Lab mice have been cured of diabetes by two researchers from UT San Antonio. Bruno Doiron and Ralph A DeFronzo have successfully treated mice with Type 1 diabetes. The mice have remained free of diabetes one year after treatment with no adverse side effects.
Ralph DeFronzo, professor of medicine and chief of the Division of Diabetes at UT Health, described the treatment:
“The pancreas has many other cell types besides beta cells, and our approach is to alter these cells so that they start to secrete insulin, but only in response to glucose [sugar],” he stated. “This is basically just like beta cells.”
Diabetes is an autoimmune disease where the immune system mistakenly attacks and destroys beta cells in the pancreas.
What are beta cells?
Beta cells are distinct pancreatic cells that are responsible for creating, storing, and releasing insulin.
Blood glucose levels are moderated by the insulin hormone emitted by beta cells. It’s the job of insulin to prevent sugar levels from rising too high (hyperglycemia) and dipping too low (hypoglycemia).
Gene transfer treatment
The groundbreaking treatment uses a method called gene transfer. In this instance, a virus is used as a vector to carry ‘good’ genes into a pancreatic cell. The virus has the harmful genes that cause disease removed, which are then replaced by ‘good genes.’
Crucially, non-beta cells within the pancreas are targeted with the gene transfer method—called Cellular Networking, Integration, and Processing.

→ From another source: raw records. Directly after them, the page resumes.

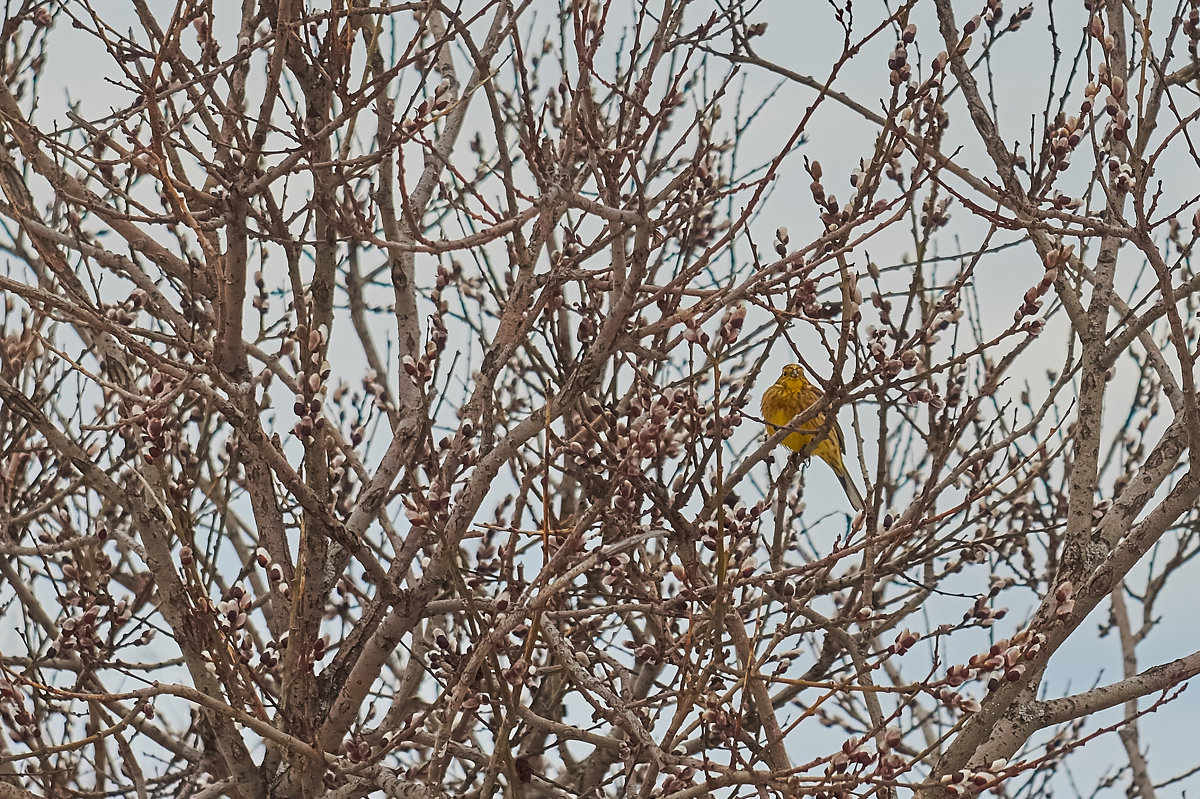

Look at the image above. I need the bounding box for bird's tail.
[834,469,866,511]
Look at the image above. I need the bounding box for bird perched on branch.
[762,364,864,511]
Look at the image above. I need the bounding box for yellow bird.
[762,364,864,511]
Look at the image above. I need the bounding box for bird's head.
[784,364,804,380]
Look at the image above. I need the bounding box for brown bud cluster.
[292,325,331,441]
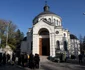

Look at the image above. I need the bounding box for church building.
[21,4,80,57]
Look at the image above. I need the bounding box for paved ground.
[0,61,85,70]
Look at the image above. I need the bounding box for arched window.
[44,18,47,21]
[64,41,67,51]
[48,18,51,22]
[54,19,56,23]
[56,41,60,50]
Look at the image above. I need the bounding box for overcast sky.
[0,0,85,37]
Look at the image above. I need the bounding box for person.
[7,54,10,63]
[21,53,24,67]
[24,53,28,66]
[29,53,34,69]
[12,53,16,65]
[79,54,83,63]
[34,54,40,68]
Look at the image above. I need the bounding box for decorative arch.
[38,28,49,35]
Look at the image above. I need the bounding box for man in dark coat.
[34,54,40,68]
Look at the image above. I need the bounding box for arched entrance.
[39,28,50,56]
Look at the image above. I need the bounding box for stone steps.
[40,56,49,62]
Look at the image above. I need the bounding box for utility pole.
[6,23,9,47]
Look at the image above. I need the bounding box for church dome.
[70,34,78,39]
[33,4,61,24]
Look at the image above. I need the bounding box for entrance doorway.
[39,38,50,56]
[39,28,50,56]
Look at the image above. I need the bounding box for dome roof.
[33,4,61,22]
[70,34,78,39]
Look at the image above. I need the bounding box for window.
[48,18,51,22]
[57,20,58,25]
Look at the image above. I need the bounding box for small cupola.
[43,3,50,12]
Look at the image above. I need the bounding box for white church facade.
[21,5,80,57]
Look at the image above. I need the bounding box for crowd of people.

Dr. Doiron explains, “A major problem we have in the field of Type 1 diabetes is hypoglycemia (low blood sugar),” adding, “The gene transfer we propose is remarkable
because the altered cells match the characteristics of beta cells. Insulin is only released in response to glucose.”
Dr. Doiron further explains, “People don’t have symptoms of diabetes until they have lost at least 80 percent of their beta cells,” adding enthusiastically, “We don’t need to replicate all of the insulin-making function of beta cells,” he said. “Only 20 percent restoration of this capacity is sufficient to cure Type 1.”

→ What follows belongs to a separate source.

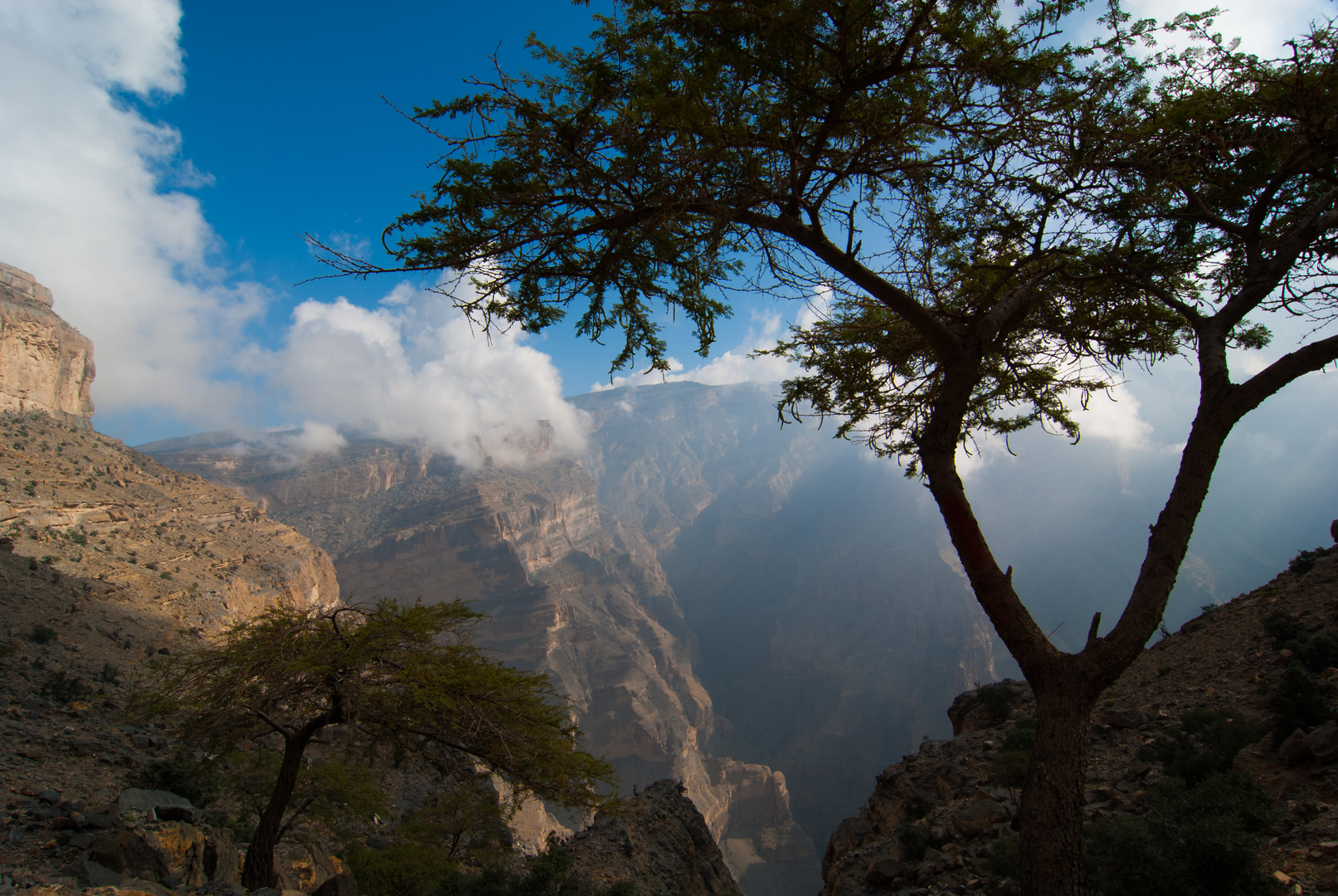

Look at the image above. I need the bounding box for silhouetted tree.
[142,601,613,889]
[323,0,1338,894]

Professor DeForenzo expands, “we’re taking a cell that is already present in the body and programming it to secrete insulin without changing it otherwise,”
“If a type 1 diabetic has been living with these cells for 30, 40, or 50 years, and all we’re getting them to do is secrete insulin, we expect there to be no adverse immune response,” stated DeFronzo.
“It worked perfectly,” Dr. Doiron, assistant professor of medicine at UT Health, said. “We cured mice for one year without any side effects. But it’s a mouse model, so caution is needed. We want to bring this to large animals that are closer to humans in physiology of the endocrine system.”
Whilst the main target is to eliminate Type 1 diabetes, the treatment may also mean those with Type 2 diabetes need no longer undergo insulin therapy.
Pre-clinical trial
The researchers are now targeting a pre-clinical trial in larger animals with the ultimate goal of human trials within three years. The initial cost of the pre-clinical trial is projected to be $5 million dollars.
Prevalence of diabetes
Current estimates forecast that diabetes affects 415 million people globally. That’s roughly 1 in 11 people on earth. It’s thought that between 5 and 10% of sufferers have Type 1 diabetes.
Human cost of diabetes
There is currently no cure for Type 1 diabetes, and those affected must take insulin shots to survive. Diabetes is the seventh-highest cause of death in the US and is the number one cause of blindness among adults 20 to 74 years old.